A consumer-centered security framework for sharing health data in social networks

Healthcare consumers should have control over their shared health data in social networks and cloud-based systems through specifying their data protection policies, and preventing unauthorized data access and modifications. This consumer-centered approach requires a completely secure framework and protocol that enables consumers to easily revoke users and have control over their data after data sharing. We aimed to develop a security framework that enables consumers to securely share data with the healthcare team, revoke users, and control their data after sharing, considering a complete authenticity between all parties involved in data sharing.Using the ElGamal and the ciphertext-policy attribute-based encryption (CP-ABE) algorithms, we developed a hardware-independent, role-based, and data type-based framework. We evaluated our framework in terms of “Secret ”, “Alive”, “Niagree, “WeakAgree” and “Nisynch” security claims. We also evaluated the secrecy of the suggested protocol by using an automated security verification tool (ProVerif). We evaluated the scalability of our solution to measure the maximum workload that it can tolerate. We also evaluated our framework in terms of the required time and volume of data to encrypt and access the data.The security evaluation showed that our framework for the four roles of consumer, physician, cloud server, and proxy server are secure against the security claims. ProVerif simulation results indicated that the suggested protocol was safe for consumers’ private information.

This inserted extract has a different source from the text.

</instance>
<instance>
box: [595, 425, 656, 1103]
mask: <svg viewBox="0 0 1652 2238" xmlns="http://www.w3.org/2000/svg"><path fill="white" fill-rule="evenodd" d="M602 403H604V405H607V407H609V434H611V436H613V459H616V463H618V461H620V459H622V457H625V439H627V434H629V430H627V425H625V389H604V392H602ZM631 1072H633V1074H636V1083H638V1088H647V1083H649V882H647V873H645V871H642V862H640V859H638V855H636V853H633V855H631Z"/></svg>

Our resource utilization experiment showed that on average for 1617.1015 KB of input data, 10.282 seconds were needed. In addition, on average for 1617.0742 KB of data consumed, 0.797 s were required. The scalability test showed that the proxy server could respond to 2885 concurrent requests in 60 s and the cloud server could respond to 777 concurrent requests in 60 seconds.In comparison with the state-of-the-art approaches, the evaluations demonstrate that our framework provides more features such as flexible access control after data sharing and is also more efficient in terms of the computational cost of user revocation.